A propósito da visita do presidente chinês aos Estados Undios, a última capa da revista “Newsweek” mostra Hu Jintao e George W. Bush na primeira página com o título “The Real Clash of Civilizations”. No interior a publicação explica quais são os grande temas de fractura – direitos humanos, liberdades civis, valor do yuan, desrespeito pelos direitos de propriedade intelectual, as “amizades políticas” com estados párias ou nações que desafiam a hegemonia americana, etc – para concluir que enquanto Washington se tem preocupado ao longo dos últimos anos com o fundamentalismo islâmico, “China poses the most serious challenge to America and its global vision”.
Embora a Newsweek refira challenge e não threat, existe subjacente a este freaseado esse cartão da “Ameaça-China” que dá votos, vende livros e impressiona, mas é redutor e em certa medida perigoso.
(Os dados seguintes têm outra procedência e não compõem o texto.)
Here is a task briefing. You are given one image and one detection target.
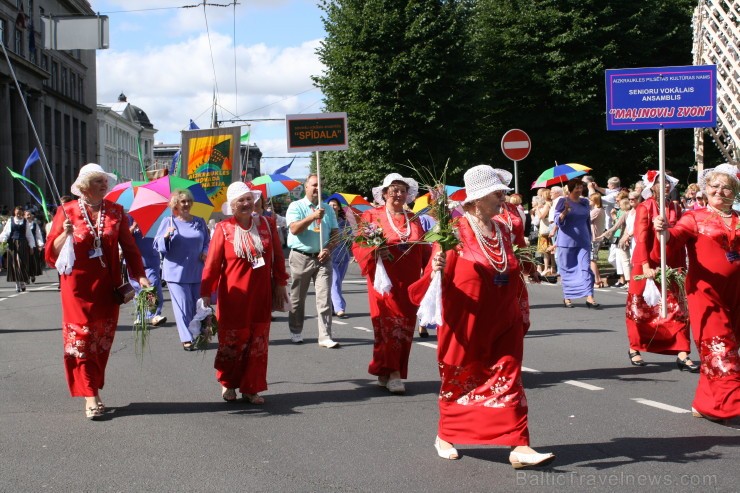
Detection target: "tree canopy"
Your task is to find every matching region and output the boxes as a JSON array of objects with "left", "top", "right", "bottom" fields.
[{"left": 315, "top": 0, "right": 695, "bottom": 194}]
Esta self-fulfilling prophecy não é recente e tem vindo a ganhar terreno em Washington quer nos meios políticos, intelectuais mais bélicos, quer nos media. Neste contexto, julgo que é importante e necessário entender o significado da emergência da China num plano mais vasto sem estar amarrado à tese de que a próxima guerra fria está para chegar e que um conflito entre a China e os EUA é inevitável. Esta asserção tem por base uma tendência de uma certa escola realista de entender que sempre que existe um processo de catching up entre um poder hegemónico e o seu principal concorrente, id est, uma transição de poder ou pelo menos uma reorganização da distribuição das capacidades no sistema internacional, a probabilidade de conflito aumenta ou será mesmo quase inevitável.
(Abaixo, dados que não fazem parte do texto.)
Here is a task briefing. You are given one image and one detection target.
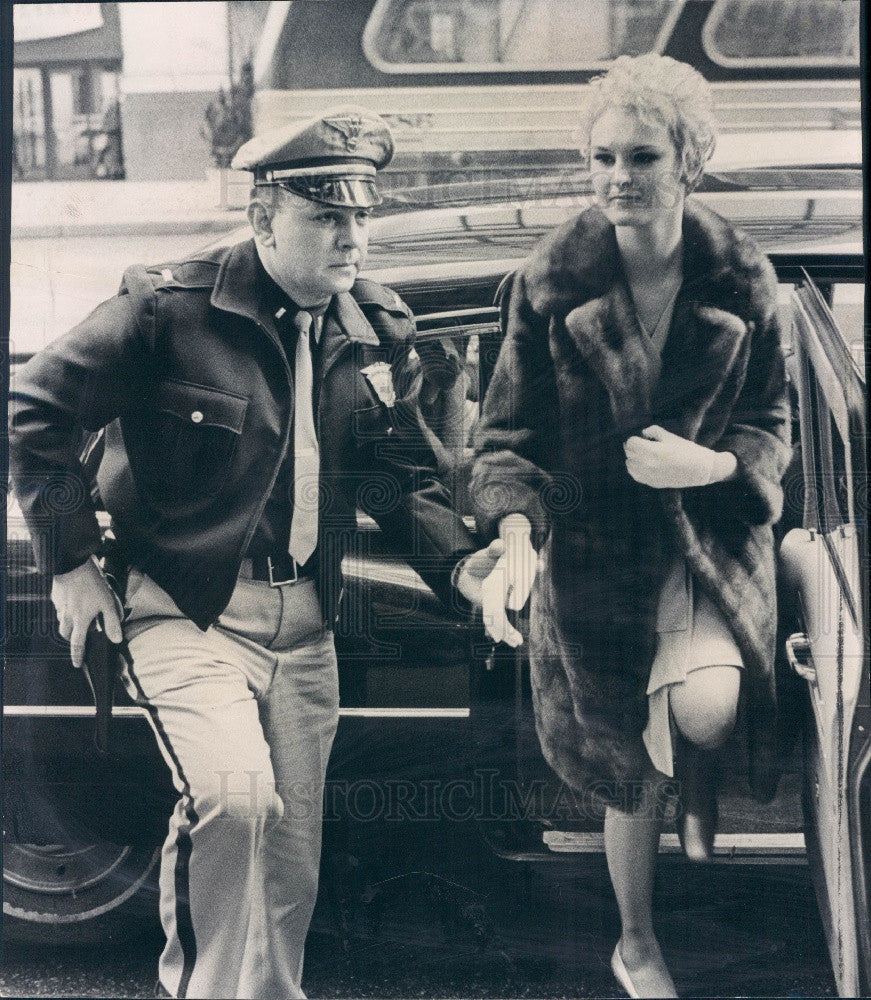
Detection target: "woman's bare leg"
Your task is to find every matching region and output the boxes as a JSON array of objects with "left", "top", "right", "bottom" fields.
[
  {"left": 669, "top": 665, "right": 741, "bottom": 862},
  {"left": 605, "top": 766, "right": 677, "bottom": 997}
]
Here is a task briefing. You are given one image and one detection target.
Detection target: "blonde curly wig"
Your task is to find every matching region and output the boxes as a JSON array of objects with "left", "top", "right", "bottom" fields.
[{"left": 582, "top": 53, "right": 717, "bottom": 191}]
Historicamente, desde a segunda vaga de industrialização (estamos a falar nomeadamente na Europa Ocidental e nos EUA) o único caso claro em que não houve uma guerra ou conflito foi na transição de poder da Grã Bretanha para os EUA, nas duas primeiras décadas do século XX. Recentemente alguns académicos e analistas consideram que o que se está a passar com a China é uma reminiscência do que aconteceu com o Japão e com a Alemanha no passado.
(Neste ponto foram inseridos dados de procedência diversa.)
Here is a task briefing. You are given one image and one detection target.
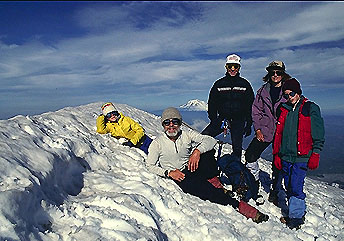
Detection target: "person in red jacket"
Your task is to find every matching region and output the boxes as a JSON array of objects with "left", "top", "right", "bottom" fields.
[{"left": 272, "top": 78, "right": 325, "bottom": 229}]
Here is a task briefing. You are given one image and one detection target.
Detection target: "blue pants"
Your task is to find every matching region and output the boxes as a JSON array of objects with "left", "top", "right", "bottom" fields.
[
  {"left": 201, "top": 118, "right": 245, "bottom": 159},
  {"left": 282, "top": 160, "right": 308, "bottom": 219}
]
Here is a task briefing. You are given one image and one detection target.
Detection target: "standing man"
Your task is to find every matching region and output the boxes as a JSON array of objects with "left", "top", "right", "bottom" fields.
[
  {"left": 146, "top": 107, "right": 269, "bottom": 223},
  {"left": 202, "top": 54, "right": 254, "bottom": 160},
  {"left": 245, "top": 60, "right": 291, "bottom": 206},
  {"left": 272, "top": 78, "right": 325, "bottom": 229}
]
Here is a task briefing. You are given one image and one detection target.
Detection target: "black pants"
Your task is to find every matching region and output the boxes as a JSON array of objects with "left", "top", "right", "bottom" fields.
[
  {"left": 201, "top": 118, "right": 245, "bottom": 159},
  {"left": 245, "top": 137, "right": 283, "bottom": 193},
  {"left": 245, "top": 137, "right": 271, "bottom": 163},
  {"left": 175, "top": 150, "right": 239, "bottom": 208}
]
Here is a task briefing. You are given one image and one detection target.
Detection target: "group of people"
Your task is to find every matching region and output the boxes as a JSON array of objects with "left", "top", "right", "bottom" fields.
[{"left": 97, "top": 54, "right": 325, "bottom": 229}]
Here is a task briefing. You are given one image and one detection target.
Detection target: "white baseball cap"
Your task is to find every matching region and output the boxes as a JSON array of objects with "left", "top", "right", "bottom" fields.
[{"left": 226, "top": 54, "right": 240, "bottom": 65}]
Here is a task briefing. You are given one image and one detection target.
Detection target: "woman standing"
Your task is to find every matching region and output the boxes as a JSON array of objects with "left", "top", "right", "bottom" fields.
[{"left": 245, "top": 60, "right": 291, "bottom": 206}]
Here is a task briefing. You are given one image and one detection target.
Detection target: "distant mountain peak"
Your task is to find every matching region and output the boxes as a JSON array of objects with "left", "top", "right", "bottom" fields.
[{"left": 179, "top": 99, "right": 208, "bottom": 111}]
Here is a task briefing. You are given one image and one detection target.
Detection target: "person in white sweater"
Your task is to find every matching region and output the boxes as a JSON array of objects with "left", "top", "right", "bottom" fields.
[{"left": 146, "top": 107, "right": 269, "bottom": 223}]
É certo que os conceitos clássicos realistas de self-helf, interesse nacional, do dilema de segurança, na inexistência de autoridade na estrutura internacional composta por estados não perderam a validade depois do fim da guerra fria. Contudo, poderá ser insuficiente aplicar os óculos realistas clássicos, neorealistas ou realistas-mercantilistas ao que se está a passar no processo China-EUA que antes de mais é, obviamente, dinâmico.
De momento, apesar das diferenças que emergem e que foram referidas no primeiro parágrafo deste texto, o que predomina é a interdependência económica. Não quer isto dizer que não possamos vir a testemunhar uma viragem para um cenário em que na defesa do interesse nacional surjam (como estão a surgir) movimentos proteccionistas que criarão um ambiente propício ao conflito. Tudo depende de vários factores. Do processo de negociações na OMC, da política doméstica de cada país, das dinâmicas nas relações de cada um dos países com outros poderes como a Rússia, a China, a UE, etc, da construção das identidades enquanto poderes no relacionamento de um estado com o outro, da capacidade da China vencer o desafio de manter uma economia cada vez mais aberta e um sistema político centralizado e autoritário, da tentação norte-mericana para o containment da China em vez do engagement, etc.